Wadephul als erster ausländischer Minister von Israel informiert
Dem Sprecher zufolge war Wadephul der erste ausländische Minister, der vorab über den bevorstehenden israelischen Militäreinsatz informiert wurde. Sein israelischer Amtskollege Saar habe ihn am Morgen in Kenntnis gesetzt. Wadephul habe daraufhin Kontakt zu Kollegen in der Region aufgenommen und weitere Maßnahmen koordiniert.
Das Auswärtige Amt rief Deutsche im Iran, in Israel und der weiteren Region dazu auf, sich in der Krisenvorsorgeliste "Elefand" zu registrieren. Zudem solle man den Anweisungen der Behörden vor Ort Folge leisten. Auch die Reise- und Sicherheitshinweise würden laufend aktualisiert.
Berliner Polizei in Habachtstellung vor Iran-Demo
Mit Blick auf eine für den Nachmittag angekündigte Iran-Demonstration in Berlin-Mitte hat die Polizei in der Bundeshauptstadt mehr Einsatzkräfte mobilisiert. "Die Polizei ist präsent, wachsam und vorbereitet. Wir schützen nach wie vor besonders sensible Einrichtungen", sagte die Berliner Polizeisprecherin. Dazu zählten auch jüdische und israelische Einrichtungen, die bereits einen hohen Schutz durch die Polizei hätten. Für Berlin bestehe nach derzeitigem Kenntnisstand keine akute Gefährdung.
London und Paris sorgen sich um internationale Sicherheit
Die britische Regierung warnte vor einer weiteren Eskalation des Konflikts zwischen Israel, den USA und dem Iran. London wolle "keine weitere Eskalation zu einem weiteren regionalen Konflikt", zitierte die Nachrichtenagentur PA einen Sprecher von Premier Keir Starmer. Iran dürfe niemals Atomwaffen entwickeln, deswegen habe man stets Bemühungen um eine Verhandlungslösung unterstützt, so der Sprecher weiter.
Frankreichs Präsident Emmanuel Macron wies auf die schweren Konsequenzen eines Krieges zwischen den USA und Israel einerseits und dem Iran andererseits für den Frieden und die internationale Sicherheit hin. Die aktuelle Eskalation sei für alle gefährlich und müsse gestoppt werden, erklärt Macron. Frankreich stehe bereit, auf Anfrage die notwendigen Mittel zum Schutz seiner engsten Partner bereitzustellen.
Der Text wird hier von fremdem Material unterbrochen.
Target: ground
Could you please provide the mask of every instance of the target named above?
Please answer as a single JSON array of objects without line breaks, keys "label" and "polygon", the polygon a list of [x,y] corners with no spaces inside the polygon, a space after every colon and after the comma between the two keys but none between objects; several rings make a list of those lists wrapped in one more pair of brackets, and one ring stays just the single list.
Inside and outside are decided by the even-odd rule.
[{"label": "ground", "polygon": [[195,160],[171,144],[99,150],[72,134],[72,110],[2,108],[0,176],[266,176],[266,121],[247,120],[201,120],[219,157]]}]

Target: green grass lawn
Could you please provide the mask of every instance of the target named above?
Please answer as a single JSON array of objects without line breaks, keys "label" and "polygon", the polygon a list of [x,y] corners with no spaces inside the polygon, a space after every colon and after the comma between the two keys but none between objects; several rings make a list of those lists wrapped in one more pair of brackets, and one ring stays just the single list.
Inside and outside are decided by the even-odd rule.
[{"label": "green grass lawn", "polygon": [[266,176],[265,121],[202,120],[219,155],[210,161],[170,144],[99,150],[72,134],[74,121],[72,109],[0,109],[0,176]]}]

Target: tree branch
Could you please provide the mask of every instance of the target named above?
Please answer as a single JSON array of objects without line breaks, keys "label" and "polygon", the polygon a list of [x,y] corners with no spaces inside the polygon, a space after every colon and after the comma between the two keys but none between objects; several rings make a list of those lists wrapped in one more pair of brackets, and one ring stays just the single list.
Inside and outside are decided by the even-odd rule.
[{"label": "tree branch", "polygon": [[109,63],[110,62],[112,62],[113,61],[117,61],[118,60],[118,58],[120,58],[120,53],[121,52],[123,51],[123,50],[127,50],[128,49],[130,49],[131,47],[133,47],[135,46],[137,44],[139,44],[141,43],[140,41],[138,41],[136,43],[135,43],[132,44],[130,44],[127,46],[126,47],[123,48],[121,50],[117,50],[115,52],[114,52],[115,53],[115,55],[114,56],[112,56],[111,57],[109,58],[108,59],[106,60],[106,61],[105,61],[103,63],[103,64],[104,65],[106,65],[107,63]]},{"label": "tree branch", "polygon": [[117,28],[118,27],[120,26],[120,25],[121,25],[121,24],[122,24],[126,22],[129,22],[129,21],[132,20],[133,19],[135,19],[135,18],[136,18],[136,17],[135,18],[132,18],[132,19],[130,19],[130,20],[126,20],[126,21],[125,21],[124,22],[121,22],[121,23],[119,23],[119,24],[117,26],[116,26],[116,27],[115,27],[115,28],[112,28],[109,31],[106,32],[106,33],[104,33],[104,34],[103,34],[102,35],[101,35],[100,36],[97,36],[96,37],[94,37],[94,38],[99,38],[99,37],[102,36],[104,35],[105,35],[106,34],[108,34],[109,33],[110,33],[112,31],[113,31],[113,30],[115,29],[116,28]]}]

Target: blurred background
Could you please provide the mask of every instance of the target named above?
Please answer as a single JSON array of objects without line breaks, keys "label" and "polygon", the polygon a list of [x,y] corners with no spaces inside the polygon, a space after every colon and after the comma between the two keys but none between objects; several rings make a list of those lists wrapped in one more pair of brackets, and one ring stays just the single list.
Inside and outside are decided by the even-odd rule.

Rotes Kreuz warnt vor "gefährlicher Kettenreaktion" in Nahost
Das Internationale Rote Kreuz befürchtet eine "gefährliche Kettenreaktion" nach dem Angriff der USA und Israels auf den Iran und dessen Gegenschlägen auf verschiedene Ziele in der Golfregion und Israel. Die militärische Eskalation könne für die Zivilbevölkerung in der Region verheerende Folgen haben, erklärte die Präsidentin der Hilfsorganisation, Mirjana Spoljaric. Nachdrücklich appellierte sie zur Einhaltung des humanitären Völkerrechts.